Legato in conto di legittima



L'espressione "legato in conto di legittima" di per sè, evocherebbe tutte le ipotesi in cui il legittimario fosse destinatario di un legato senza che, parallelamente, il testatore avesse disposto a di lui favore la dispensa dall'imputazione ex se (art.564, III comma, cod.civ.) ovvero, in senso diametralmente opposto, abbia qualificato il legato come sostitutivo della porzione legittima. Un siffatto beneficio a titolo particolare dovrebbe essere comunque considerato un lascito a valere sulla porzione legittima, dunque effettuato come in conto di essa.

Ciò premesso, la legge viene invece a disciplinare il caso esclusivamente dall'angolo visuale del legittimario rinunziante, ponendo le opportune prescrizioni per temperare i diritti degli altri beneficiari non legittimari. L'art.552 cod.civ. prevede la sorte dei lasciti a titolo donativo ovvero di legato che siano stati effettuati dal donante o dal testatore in conto di legittima . L'ipotesi è quella del legittimario che faccia rinunzia all'eredità senza che, parallelamente, abbia modo di operare la rappresentazione (giacchè l'efficacia di quest'ultima determinerebbe la devoluzione della chiamata al discendente del legittimario rinunziante). Cosa accade delle donazioni fatte in vita dal de cuius ovvero dei legati che costui abbia destinato al legittimario rinunziante? Ai sensi della disposizione in esame, le dette liberalità vengono ritenute, dovendo tuttavia essere computate sulla porzione disponibile (a meno che, ovviamente, non vi sia stata espressa dispensa dall'imputazione ai sensi dell'art.564 cod.civ.).
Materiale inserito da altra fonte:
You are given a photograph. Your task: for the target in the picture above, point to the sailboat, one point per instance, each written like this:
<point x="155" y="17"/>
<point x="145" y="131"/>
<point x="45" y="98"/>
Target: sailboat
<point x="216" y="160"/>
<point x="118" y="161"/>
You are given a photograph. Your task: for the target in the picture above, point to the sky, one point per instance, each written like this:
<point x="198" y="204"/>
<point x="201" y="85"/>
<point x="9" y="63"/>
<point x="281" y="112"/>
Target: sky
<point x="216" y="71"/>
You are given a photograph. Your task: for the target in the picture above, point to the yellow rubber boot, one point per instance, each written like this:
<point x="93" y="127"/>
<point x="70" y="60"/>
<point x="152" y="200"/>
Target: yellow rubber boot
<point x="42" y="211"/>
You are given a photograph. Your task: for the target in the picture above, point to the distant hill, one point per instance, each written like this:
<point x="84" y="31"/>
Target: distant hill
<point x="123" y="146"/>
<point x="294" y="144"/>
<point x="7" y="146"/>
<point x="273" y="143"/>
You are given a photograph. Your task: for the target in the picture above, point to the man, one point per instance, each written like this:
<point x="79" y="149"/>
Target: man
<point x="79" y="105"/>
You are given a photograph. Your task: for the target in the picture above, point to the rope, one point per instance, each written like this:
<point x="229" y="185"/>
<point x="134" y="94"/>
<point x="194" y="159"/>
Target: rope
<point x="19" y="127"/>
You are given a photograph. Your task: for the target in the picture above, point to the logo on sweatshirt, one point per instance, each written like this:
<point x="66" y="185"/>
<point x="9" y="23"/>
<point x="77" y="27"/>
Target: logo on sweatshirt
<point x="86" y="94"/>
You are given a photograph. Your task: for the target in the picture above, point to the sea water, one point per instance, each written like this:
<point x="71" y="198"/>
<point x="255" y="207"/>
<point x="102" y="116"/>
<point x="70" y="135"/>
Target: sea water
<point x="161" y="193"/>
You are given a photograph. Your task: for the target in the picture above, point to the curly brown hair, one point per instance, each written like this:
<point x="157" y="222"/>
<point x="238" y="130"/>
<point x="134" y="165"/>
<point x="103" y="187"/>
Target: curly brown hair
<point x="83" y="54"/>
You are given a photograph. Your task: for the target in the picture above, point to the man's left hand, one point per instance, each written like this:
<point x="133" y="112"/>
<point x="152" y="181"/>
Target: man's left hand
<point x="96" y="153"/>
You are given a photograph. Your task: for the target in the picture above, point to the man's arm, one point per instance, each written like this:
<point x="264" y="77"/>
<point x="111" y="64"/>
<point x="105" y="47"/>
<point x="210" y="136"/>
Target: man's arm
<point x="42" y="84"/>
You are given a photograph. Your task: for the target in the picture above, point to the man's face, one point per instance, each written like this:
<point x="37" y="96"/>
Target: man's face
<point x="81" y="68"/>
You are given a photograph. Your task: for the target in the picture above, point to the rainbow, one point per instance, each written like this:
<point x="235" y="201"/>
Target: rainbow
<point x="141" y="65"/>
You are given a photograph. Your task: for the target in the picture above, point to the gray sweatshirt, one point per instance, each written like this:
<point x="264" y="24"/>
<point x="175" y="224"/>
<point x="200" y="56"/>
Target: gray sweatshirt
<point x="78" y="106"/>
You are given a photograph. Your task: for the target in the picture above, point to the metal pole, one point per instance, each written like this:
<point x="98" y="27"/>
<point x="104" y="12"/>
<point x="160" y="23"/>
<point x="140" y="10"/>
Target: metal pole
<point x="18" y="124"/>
In primo luogo giova chiarire che, stante la natura mobile della quota di legittima, la rinunzia del riservatario può avere l'effetto di modificarne l'entità e, correlativamente, di ampliare la porzione disponibile. Si faccia il caso di Tizio che lascia, morendo, due figli Primo e Secondo. La quota di legittima ammonta a due terzi ex art. 537 cod.civ.. Si ponga che Primo rinunzi all'eredità. In esito alla retroattiva eliminazione della delazione in favore di costui, la quota riservata a Secondo corrisponderà alla metà dell'asse. A ciò segue, come è stato rilevato, che la liberalità a titolo di donazione o di legato rinvenga un "margine più ampio di imputabilità alla disponibile" nota1.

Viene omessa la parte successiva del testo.